Lobbying as a word comes from the place where politics is often done, the lobby of an office.
Lobbying is the work of exerting influence and providing the communication that happens behind the scenes of democracy. In lobbying, the representatives of interest groups try to influence, in an unofficial manner, the decision-makers who are crucial to a certain issue. Through these activities, the representatives aim to affect the decision-making process that concerns the group they represent.
Lobbyists can represent, for example, corporations, consulting firms, interest groups or groups of citizens. Parties that are being lobbied can be policy-makers, officials, the media or people with the opposite outlook on the issue.

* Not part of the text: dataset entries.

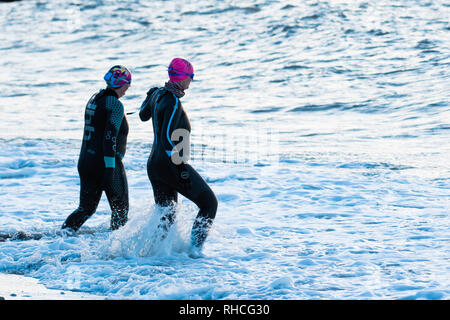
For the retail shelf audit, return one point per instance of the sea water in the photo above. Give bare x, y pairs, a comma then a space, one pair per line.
323, 128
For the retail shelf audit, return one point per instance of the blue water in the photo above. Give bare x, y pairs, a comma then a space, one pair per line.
322, 126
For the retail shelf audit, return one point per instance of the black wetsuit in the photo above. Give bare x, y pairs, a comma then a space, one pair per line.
100, 163
168, 177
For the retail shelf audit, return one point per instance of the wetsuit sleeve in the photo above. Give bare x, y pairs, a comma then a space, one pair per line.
172, 117
146, 110
114, 116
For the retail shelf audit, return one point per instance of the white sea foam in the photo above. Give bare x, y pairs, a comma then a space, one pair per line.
322, 127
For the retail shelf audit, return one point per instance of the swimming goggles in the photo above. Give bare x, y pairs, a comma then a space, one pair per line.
179, 72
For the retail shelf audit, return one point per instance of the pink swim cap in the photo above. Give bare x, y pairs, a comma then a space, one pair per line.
179, 69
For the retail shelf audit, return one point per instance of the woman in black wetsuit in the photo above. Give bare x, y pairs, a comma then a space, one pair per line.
104, 143
166, 167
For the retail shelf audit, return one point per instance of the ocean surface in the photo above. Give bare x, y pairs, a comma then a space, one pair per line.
323, 127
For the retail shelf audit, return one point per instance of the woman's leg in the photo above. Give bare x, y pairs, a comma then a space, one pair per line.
90, 194
117, 195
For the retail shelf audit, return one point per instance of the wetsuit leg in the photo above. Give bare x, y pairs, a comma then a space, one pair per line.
117, 195
202, 195
165, 196
90, 194
165, 184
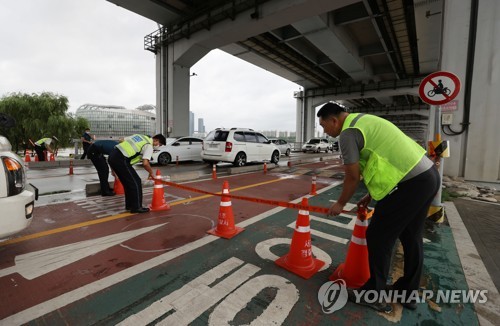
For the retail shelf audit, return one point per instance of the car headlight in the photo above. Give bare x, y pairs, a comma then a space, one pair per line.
16, 178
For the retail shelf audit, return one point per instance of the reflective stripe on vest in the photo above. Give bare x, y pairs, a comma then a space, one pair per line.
388, 154
41, 141
131, 147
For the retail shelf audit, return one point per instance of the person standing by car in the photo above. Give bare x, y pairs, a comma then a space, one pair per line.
45, 144
134, 149
96, 152
86, 142
394, 169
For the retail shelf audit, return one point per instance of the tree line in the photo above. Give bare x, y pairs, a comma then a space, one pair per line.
34, 116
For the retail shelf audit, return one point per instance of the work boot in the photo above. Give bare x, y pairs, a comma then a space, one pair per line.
379, 306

Lobbying has a bad reputation. In the gloomiest images, lobbying can be seen as secret influencing of decision-makers by powerful business elites and campaign funders that leave our democratically elected representatives as nothing but puppets. This fear is reinforced by the so-called “revolving door phenomenon”, in which people in positions of power become lobbyists for the business world, and vice versa.
Lobbying is first and foremost about trying to convince the other person by presenting strong arguments, facts and figures.

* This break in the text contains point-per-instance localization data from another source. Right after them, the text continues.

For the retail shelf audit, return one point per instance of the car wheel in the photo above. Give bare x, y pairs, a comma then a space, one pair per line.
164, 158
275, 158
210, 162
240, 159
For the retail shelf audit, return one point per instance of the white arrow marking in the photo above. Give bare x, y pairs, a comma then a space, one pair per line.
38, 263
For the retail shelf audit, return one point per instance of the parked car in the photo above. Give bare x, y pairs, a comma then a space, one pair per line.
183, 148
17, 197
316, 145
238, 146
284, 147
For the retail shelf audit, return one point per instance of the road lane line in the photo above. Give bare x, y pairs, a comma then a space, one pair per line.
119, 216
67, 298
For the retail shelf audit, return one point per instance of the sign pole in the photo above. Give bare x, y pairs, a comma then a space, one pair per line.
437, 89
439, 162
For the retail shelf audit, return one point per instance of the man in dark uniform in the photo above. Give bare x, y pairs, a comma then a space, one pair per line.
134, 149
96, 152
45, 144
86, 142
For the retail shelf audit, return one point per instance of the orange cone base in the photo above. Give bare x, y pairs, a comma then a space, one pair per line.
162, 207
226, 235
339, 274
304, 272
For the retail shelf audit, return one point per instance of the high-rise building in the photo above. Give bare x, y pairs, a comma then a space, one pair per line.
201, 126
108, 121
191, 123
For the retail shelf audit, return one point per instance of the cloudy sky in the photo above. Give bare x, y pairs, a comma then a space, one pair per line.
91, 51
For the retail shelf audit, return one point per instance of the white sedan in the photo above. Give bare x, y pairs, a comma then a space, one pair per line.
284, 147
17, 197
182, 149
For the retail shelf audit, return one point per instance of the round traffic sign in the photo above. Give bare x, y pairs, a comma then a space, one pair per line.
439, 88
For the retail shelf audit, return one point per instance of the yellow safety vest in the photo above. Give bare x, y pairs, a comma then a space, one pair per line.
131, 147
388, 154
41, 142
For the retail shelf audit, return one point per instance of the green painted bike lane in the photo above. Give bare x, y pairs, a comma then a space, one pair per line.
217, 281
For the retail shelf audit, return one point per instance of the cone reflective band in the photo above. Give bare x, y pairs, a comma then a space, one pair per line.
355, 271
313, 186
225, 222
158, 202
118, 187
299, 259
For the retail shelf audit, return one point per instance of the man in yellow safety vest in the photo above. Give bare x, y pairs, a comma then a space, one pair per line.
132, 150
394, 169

Lobbying does not, however, in principle, have anything to do with corruption or bribery. Lobbying is first and foremost about trying to convince the other person by presenting strong arguments, facts and figures. When understood in a positive sense, lobbying is the exchange of information and networking, which is based on discussion, expertise and arguments.
To offer the political system transparency, the European Union and the United States use a lobbying register into which lobbyists enter the parties they are lobbying for and the budgets they are doing it with.